ジェトロ主催のバイオエタノールミッションの団結式

ジェトロは地球温暖化や石油価格高騰を受けて、バイオエタノールへの関心が世界的に高まっている中で、世界最大のバイオエタノール生産国のひとつであるブラジルへ30人近い視察ミッションを8月27日から31日まで派遣、サンパウロ州やリオ州のバイオ エタノールの生産施設、製造技術・プラントメーカー、バイオエタノールとガソリンの直接混合施設、フレックス車製造工場、湾岸施設、サトウキビ畑等の視察、バイオエタノール研究・投資関係機関、ペトロブラス社、産業界および公的機関への訪問および意見交換など行なうが、27日午前11時からシザービジネ スホテルに日本政府や関連業界団体とエタノールビジネスに深く関わった元大臣等を招いて結団式が行なわれ、商工会議所からは田中信会頭、平田藤義事務局長 が参加した。

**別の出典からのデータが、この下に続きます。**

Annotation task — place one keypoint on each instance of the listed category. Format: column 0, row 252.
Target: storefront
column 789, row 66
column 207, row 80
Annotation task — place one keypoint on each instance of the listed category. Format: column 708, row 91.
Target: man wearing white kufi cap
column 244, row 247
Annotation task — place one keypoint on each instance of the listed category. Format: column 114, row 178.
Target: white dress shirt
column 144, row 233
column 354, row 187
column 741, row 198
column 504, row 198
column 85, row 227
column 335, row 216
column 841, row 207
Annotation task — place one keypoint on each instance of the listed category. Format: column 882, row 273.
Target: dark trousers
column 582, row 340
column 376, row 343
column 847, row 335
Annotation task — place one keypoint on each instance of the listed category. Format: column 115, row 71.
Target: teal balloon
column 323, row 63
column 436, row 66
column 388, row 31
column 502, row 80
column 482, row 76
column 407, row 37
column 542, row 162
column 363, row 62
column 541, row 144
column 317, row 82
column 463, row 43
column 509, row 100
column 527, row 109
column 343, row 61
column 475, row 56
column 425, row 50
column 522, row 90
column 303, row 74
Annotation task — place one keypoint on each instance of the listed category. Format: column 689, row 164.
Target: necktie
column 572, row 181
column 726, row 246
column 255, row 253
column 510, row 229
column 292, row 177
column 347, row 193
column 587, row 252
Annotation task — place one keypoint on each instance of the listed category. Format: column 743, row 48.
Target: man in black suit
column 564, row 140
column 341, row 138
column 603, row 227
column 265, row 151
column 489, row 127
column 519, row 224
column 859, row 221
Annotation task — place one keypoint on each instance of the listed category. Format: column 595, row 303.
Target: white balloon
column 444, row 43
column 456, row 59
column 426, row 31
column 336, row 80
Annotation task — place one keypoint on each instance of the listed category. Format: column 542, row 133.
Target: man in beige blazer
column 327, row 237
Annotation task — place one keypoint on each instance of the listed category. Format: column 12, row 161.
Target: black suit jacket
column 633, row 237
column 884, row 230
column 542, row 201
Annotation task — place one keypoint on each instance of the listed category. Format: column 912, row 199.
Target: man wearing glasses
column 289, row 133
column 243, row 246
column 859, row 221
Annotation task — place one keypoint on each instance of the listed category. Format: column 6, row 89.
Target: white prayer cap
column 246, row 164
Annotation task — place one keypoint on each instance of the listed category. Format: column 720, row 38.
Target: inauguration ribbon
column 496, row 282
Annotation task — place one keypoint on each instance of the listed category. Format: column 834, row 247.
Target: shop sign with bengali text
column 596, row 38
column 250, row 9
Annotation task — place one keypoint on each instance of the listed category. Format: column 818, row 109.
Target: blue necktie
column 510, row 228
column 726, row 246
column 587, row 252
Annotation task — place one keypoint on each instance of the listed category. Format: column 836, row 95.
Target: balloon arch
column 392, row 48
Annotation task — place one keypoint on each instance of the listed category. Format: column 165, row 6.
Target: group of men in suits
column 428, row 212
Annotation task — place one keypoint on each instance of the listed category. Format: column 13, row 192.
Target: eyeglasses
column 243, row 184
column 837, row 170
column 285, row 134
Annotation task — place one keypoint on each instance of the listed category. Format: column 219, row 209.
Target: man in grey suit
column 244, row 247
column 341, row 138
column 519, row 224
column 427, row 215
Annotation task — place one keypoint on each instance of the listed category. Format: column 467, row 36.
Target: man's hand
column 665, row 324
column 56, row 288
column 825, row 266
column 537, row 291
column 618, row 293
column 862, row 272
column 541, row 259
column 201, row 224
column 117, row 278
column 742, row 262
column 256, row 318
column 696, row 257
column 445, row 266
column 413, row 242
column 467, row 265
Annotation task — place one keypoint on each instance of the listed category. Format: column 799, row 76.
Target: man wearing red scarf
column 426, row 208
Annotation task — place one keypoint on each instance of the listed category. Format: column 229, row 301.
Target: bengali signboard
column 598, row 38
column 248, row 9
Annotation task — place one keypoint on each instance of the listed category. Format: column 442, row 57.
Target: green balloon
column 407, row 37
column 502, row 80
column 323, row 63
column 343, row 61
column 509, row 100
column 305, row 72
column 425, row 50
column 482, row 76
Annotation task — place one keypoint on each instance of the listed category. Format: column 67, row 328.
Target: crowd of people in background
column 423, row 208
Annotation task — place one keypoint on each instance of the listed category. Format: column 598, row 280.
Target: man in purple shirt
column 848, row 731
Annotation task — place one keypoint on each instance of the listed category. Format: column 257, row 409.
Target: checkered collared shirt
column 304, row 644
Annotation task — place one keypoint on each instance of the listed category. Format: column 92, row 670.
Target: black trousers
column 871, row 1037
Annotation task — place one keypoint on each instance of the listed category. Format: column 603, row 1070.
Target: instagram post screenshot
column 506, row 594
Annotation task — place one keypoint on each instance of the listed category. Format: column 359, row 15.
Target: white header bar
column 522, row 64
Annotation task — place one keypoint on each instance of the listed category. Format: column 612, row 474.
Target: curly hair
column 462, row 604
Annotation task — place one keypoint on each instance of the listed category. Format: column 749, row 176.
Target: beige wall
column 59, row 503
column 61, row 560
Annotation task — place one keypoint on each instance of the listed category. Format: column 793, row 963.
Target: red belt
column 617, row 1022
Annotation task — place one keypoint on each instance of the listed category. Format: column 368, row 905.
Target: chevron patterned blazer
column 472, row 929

初めにジェトロの山本俊一理事が今回のミッションの目的、現場を知る重要性や訪問先などについて説明、続いてフルラン元商 工開発大臣が今回のミッションの重要性やブラジルのエタノールの潜在的ポテンシャルについて、またロドリ-ゲス元農林大臣はエタノールがエネルギー分野を 中心に一つの歴史的な新しい文明の役割を演ずるとした上、アマゾンの木、一本たりとも伐採することなく、生産性を倍増する一方、現在の350万ヘクタール のサトウキビ耕作面積は、その可能面積として約2,200万ヘクタールに及ぶ事を力説、ブラジルが世界の一大供給地である事には変わりないが、エタノール 相場の安定化に努める観点から、また他の亜熱帯諸国圏に属するタイ、マレーシア、インドネシア、フィリピン等やアフリカ諸国へもエタノール生産技術開発支 援を強調、また米国と共同で木材をはじめとする植物繊維からエタノールを抽出する新技術の開発を示唆した。最後に、西林万寿人総領事は、日本から相次ぐ大 臣や知事、また議員団に砂糖キビの栽培地やエタノール工場の視察をはじめフレックス車の組立て現場を案内した実績と体験をもとにブラジルのエタノール産業 の現状について述べた。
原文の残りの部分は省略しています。